Is Christianity Dying on the Vine in America?
News and polls surrounding Christianity don’t show a good prognosis: Americans would be more accepting of a gay president than an evangelical one, more than a quarter of millennials are not religious and most Americans believe the church is on the decline.
Let it fall, says Russell Moore, the president of the Ethics and Religious Liberty Commission of the Southern Baptist Convention.
“Secularization in America means that we have fewer incognito atheists,” Moore says. “Those who don’t believe can say so—and still find spouses, get jobs, volunteer with the PTA, and even run for office. This is good news because the kind of ‘Christianity’ that is a means to an end—even if that end is ‘traditional family values’—is what J. Gresham Machen rightly called “liberalism,” and it is an entirely different religion from the apostolic faith handed down by Jesus Christ.”
Persecution of Christians across the world is higher than it’s ever been. Internationally, Christians are tortured and beheaded. In the United States, they’re being punished financially.
To Moore, these are the real Christians. The churches they’re a part of aren’t just alive—they’re thriving. These are the churches that, rather than adapting to culture to be relevant, are standing out and fighting for the gospel every day.
“The book of Acts, like the Gospels before it, shows us that the Christianity thrives when it is, as Kierkegaard put it, a sign of contradiction,” Moore says. “Only a strange gospel can differentiate itself from the worlds we construct. But the strange, freakish, foolish old gospel is what God uses to save people and to resurrect churches.”
The dead churches aren’t the ones that stuck to the gospel, refusing to conform to this world.
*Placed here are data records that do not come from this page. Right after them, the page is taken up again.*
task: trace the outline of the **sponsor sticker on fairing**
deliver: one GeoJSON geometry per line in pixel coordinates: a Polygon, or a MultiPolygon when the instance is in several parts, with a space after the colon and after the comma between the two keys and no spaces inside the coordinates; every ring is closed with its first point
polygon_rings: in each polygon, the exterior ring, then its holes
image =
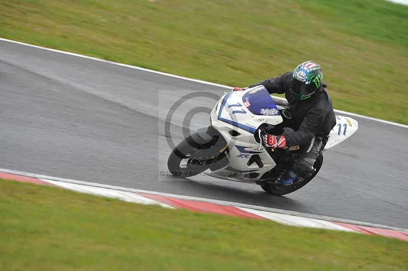
{"type": "Polygon", "coordinates": [[[276,116],[279,115],[279,111],[275,108],[262,108],[259,113],[264,116],[276,116]]]}

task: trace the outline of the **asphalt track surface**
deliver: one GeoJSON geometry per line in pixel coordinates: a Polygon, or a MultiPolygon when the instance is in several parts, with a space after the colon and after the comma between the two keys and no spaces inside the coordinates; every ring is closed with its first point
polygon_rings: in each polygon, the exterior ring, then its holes
{"type": "MultiPolygon", "coordinates": [[[[313,181],[286,196],[205,176],[161,176],[169,109],[192,91],[224,90],[0,41],[0,168],[408,228],[408,130],[372,120],[353,117],[356,133],[325,152],[313,181]]],[[[187,112],[214,104],[185,101],[171,119],[175,143],[187,112]]],[[[189,128],[209,122],[195,114],[189,128]]]]}

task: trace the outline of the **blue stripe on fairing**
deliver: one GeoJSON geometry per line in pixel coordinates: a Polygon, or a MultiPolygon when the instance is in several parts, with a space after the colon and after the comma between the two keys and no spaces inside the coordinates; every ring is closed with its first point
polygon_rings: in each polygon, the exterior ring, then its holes
{"type": "Polygon", "coordinates": [[[221,113],[222,112],[222,110],[224,109],[224,106],[225,105],[225,103],[226,102],[226,100],[228,100],[228,98],[230,98],[230,96],[232,94],[232,92],[228,92],[227,93],[225,97],[224,97],[224,99],[222,100],[222,102],[221,103],[221,107],[220,107],[220,111],[218,112],[218,120],[223,121],[224,122],[226,122],[232,125],[235,126],[235,127],[238,127],[240,129],[242,129],[243,130],[245,130],[245,131],[248,131],[249,132],[251,132],[252,133],[255,133],[257,129],[251,127],[247,126],[246,125],[244,125],[244,124],[241,124],[241,123],[239,123],[235,121],[233,121],[231,120],[228,120],[227,119],[224,119],[223,118],[221,117],[221,113]]]}

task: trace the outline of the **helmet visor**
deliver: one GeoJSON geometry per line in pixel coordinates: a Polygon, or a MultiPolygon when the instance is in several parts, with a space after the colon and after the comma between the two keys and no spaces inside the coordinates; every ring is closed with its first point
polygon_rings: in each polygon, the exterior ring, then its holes
{"type": "Polygon", "coordinates": [[[309,86],[294,78],[291,82],[290,90],[293,97],[298,100],[310,98],[315,93],[315,91],[311,91],[309,86]]]}

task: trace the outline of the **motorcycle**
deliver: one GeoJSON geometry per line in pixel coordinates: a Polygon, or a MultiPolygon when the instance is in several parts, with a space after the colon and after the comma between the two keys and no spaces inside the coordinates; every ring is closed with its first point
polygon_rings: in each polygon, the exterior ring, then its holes
{"type": "MultiPolygon", "coordinates": [[[[351,118],[336,118],[324,150],[358,129],[358,123],[351,118]]],[[[290,185],[277,181],[293,165],[299,146],[273,149],[264,145],[262,135],[281,134],[284,128],[293,125],[293,120],[287,102],[274,100],[263,86],[224,93],[211,111],[210,120],[210,126],[199,128],[172,150],[167,161],[172,175],[189,177],[203,172],[215,178],[259,184],[267,193],[283,195],[304,186],[322,167],[320,154],[311,175],[298,177],[290,185]]]]}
The churches that only exist in a building with impressive coffee, lights and sound systems to appeal to the masses are the ones that are suffering.
Because, as Moore puts it, there aren’t any more atheists in America now than there were decades ago, there are just more honest atheists who are willing to look past the church swag and see the dead souls underneath.
“People who don’t want Christianity, don’t want almost-Christianity,” Moore says. “Christianity isn’t normal anymore, and that’s good news.”
If the true church continues to stick to its gospel guns, following Romans 12:2, “the future of Christianity is bright.”